Add free storage, because a device with no free space fails to write saves and cache in ways that look like random crashes, and screen size and orientation, because layout and rendering bugs are often orientation- or resolution-specific. Capture your own build version too, so you know whether the crash is already fixed in a newer release. Each of these fields earns its place by explaining a category of crashes you would otherwise chase blind.

Useful secondary fields

Beyond the essentials, a few more fields pay off. Locale and language catch localization-specific crashes and number-formatting bugs that only appear in certain regions. Battery state and thermal state can correlate with crashes on devices that throttle hard when hot. Network type can matter for crashes tied to connectivity, and the available CPU cores hint at performance-tier issues.

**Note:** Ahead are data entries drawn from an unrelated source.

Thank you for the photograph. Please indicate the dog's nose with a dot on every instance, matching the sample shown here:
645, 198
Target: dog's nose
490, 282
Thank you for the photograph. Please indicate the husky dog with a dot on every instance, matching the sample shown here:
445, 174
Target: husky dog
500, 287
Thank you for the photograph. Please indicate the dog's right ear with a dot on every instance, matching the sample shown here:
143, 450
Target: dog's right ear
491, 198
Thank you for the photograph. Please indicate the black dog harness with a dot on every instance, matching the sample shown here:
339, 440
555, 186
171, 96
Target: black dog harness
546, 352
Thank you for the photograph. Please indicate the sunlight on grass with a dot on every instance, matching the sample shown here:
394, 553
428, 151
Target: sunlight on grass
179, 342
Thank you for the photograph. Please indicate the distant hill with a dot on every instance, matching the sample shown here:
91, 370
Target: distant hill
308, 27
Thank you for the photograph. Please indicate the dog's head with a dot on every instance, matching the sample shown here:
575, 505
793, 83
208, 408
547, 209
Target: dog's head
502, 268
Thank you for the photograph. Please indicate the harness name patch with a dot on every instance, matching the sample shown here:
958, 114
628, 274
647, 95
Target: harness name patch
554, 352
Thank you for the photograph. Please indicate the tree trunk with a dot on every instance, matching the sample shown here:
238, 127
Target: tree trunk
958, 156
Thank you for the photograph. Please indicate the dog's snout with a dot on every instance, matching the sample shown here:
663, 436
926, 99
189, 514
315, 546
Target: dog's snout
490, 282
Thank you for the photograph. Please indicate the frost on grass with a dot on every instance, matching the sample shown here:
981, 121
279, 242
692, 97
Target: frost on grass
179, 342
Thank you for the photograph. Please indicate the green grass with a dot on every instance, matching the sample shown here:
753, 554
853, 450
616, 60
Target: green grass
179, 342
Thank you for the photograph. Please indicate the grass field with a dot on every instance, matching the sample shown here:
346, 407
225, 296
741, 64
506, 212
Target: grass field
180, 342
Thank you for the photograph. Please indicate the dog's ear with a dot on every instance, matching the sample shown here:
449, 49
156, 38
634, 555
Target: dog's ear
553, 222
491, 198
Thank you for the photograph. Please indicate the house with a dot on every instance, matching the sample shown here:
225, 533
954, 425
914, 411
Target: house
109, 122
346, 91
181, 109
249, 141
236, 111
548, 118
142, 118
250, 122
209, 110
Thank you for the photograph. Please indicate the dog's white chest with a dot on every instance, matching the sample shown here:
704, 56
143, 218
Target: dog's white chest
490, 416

Capture whether the device is rooted or jailbroken only if it is relevant to your debugging, and capture the app install source if it helps distinguish official from repackaged builds. The principle is to collect fields that help you actually diagnose crashes, not to vacuum up everything possible, because every field has a cost in privacy and in noise.

Stay on the right side of privacy

Device info for crash diagnosis is legitimate, but it has a clear boundary: collect what helps you debug, never personal identifiers. Device model and OS version are fine. A persistent hardware identifier that tracks an individual across apps, precise location, contacts, or anything that identifies the person rather than the device crosses the line and may violate platform policies and privacy law.

Be transparent about what you collect in your privacy policy, and prefer ephemeral or aggregate data over anything that fingerprints a user. The goal is to understand the device a crash happened on, not to identify the human holding it. Done right, crash device collection is unobtrusive and privacy-respecting, and players have no reason to object to data that exists only to make their game more stable.

Setting it up with Bugnet

Bugnet captures the essential device fields automatically on iOS and Android, device model, OS version, memory, GPU, and more, so every crash report arrives ready to group by hardware without you wiring up each field by hand. You get the diagnostic context out of the box, focused on debugging rather than tracking.

Add custom fields for the secondary data your game cares about, like the current scene or quality preset, and group identical crashes into occurrence counts. From the dashboard you can filter a crash by device model or OS version in seconds and confirm whether a fix actually reduced the crash on the affected devices, closing the loop on the fragmentation problem.

Turn the fields into fixes

Collecting device info is only the start, the payoff is in the filtering. When your top crash concentrates on low-memory devices, you know to reduce your memory footprint or handle allocation failures gracefully. When it concentrates on one GPU family, you are looking at a shader or driver issue. The device fields turn an undifferentiated crash count into a diagnosis.

Track each crash across releases and across device dimensions so you can prove a fix worked on the hardware it targeted. On a platform you cannot fully test because you cannot own every device, this data-driven approach is how you keep a mobile game stable: your players collectively exercise the device matrix, and the device info you collect is how you read which parts of that matrix are breaking and confirm when you have fixed them.

On mobile, what crashed is half the answer. Where it crashed is the other half.